Search code examples
pythonpandasdataframejoingaps-in-data

Pandas data frames alignment with time gaps


I have a problem trying to align two different pandas dataframes. Actually the time alignment works using:

import pandas as pd
import datetime
import numpy as np
import matplotlib.pyplot as plt


d1 = np.random.random_integers(0,7000,[4000,1])
d2 = np.random.random_integers(0,7000,[2000,1])

dfA = pd.DataFrame(d1)
dfB = pd.DataFrame(d2)

dfA.columns = ['data1']
dfB.columns = ['data2']

dfA['time'] = pd.date_range('1970-01-01 00:01:00', periods=dfA.shape[0], freq='1S')
dfB['time'] = pd.date_range('1970-01-01 00:00:00', periods=dfB.shape[0], freq='1S')

dfA.set_index('time', inplace=True)
dfB.set_index('time', inplace=True)

dfA1 = dfA.between_time('00:00:00', '00:09:00')
dfA2 = dfA.between_time('00:14:00', '00:16:00')

dfB1 = dfB.between_time('00:00:00', '00:12:00')
dfB2 = dfB.between_time('00:15:00', '00:16:00')
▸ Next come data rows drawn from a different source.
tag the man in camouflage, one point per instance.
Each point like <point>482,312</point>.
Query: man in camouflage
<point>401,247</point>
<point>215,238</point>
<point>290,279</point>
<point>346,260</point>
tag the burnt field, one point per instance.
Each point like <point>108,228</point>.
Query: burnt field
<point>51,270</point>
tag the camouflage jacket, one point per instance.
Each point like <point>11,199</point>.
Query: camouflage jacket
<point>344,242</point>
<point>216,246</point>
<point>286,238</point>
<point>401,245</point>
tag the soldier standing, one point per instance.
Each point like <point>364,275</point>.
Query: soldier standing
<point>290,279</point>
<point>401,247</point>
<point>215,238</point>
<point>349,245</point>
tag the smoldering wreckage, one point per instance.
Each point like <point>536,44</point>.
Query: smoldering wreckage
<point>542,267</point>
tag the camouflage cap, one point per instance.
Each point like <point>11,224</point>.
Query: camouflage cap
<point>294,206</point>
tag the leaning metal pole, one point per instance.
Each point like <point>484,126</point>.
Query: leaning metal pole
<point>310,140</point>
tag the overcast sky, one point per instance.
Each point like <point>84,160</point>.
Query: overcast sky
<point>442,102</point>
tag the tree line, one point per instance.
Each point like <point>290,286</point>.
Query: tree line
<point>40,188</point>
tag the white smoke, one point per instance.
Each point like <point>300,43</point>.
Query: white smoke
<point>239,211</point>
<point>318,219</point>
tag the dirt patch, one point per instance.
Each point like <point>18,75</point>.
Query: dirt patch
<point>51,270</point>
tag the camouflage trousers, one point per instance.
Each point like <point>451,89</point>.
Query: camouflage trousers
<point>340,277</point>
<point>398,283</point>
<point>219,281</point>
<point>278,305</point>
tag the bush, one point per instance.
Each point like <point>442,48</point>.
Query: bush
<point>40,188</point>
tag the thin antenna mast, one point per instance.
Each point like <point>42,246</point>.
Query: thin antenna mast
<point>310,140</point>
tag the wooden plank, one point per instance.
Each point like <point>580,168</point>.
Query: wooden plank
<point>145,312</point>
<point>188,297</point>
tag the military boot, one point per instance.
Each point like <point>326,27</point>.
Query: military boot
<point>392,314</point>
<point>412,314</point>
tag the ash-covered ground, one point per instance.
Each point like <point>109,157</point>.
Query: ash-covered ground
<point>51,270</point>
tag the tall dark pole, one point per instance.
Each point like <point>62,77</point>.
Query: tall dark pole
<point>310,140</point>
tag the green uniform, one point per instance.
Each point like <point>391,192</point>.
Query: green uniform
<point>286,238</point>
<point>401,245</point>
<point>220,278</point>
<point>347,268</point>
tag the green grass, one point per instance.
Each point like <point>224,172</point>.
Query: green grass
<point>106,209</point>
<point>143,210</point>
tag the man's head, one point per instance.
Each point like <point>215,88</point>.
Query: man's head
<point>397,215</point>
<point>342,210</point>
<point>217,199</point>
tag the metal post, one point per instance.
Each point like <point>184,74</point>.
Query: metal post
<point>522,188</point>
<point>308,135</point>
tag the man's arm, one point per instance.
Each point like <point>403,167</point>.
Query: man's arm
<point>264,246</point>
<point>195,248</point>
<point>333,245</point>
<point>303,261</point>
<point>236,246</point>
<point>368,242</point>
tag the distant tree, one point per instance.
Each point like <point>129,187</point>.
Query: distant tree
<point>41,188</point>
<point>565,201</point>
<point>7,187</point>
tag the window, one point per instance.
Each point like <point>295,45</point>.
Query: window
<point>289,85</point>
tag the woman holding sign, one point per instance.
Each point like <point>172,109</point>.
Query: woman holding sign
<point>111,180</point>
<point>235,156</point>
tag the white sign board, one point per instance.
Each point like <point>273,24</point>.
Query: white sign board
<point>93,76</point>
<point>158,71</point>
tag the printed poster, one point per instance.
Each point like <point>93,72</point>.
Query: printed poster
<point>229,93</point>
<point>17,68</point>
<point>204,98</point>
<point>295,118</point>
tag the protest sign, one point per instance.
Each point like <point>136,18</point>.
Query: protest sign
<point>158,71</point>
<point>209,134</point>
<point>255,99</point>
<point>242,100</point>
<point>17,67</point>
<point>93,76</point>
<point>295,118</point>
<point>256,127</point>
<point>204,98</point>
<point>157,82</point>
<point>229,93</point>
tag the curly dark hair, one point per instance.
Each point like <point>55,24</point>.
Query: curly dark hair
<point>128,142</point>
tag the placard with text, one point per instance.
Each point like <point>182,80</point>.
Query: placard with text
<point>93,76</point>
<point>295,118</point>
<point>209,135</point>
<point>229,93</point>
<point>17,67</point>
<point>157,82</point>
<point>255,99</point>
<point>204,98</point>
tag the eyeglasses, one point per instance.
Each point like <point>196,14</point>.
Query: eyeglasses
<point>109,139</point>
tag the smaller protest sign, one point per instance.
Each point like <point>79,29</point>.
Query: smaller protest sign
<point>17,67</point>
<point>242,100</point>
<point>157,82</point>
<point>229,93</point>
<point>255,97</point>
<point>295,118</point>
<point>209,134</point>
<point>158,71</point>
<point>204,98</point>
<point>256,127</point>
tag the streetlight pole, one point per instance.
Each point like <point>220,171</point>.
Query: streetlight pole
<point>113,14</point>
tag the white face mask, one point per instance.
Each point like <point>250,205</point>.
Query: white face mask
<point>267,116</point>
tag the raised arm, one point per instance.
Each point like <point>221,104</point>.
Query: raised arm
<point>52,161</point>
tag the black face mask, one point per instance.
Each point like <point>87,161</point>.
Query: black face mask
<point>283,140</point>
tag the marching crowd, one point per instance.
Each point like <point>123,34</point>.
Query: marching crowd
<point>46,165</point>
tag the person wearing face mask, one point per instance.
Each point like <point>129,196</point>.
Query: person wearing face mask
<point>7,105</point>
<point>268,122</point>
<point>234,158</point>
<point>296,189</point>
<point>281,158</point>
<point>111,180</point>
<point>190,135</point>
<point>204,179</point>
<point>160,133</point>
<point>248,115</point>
df1 = pd.concat([dfA1, dfA2])
df2 = pd.concat([dfB1, dfB2])


df_aligned = df1.join(df2, how='outer').interpolate(method='time').resample('2S').mean().fillna(method='backfill')

print(df_aligned.head())
df_aligned.plot()

enter image description here

plt.plot(df_aligned['data1'].values)
plt.plot(df_aligned['data2'].values)
plt.show()

enter image description here

However the two columns in df1 and df2 presents different time gaps and, as a result, I have new samples inside this gaps. My task is just retrieve actual data without fake samples coming from the gaps.

Any suggestion? Thank you so much in advance.


Solution

  • I've found a solution:

    1) First of all get rid of interpolate() and put a limit=1 in fillna(). This allows long bursts of NaN vaues to remain in the data gaps. Of course you can use your fillna method and custom limit depending on the task.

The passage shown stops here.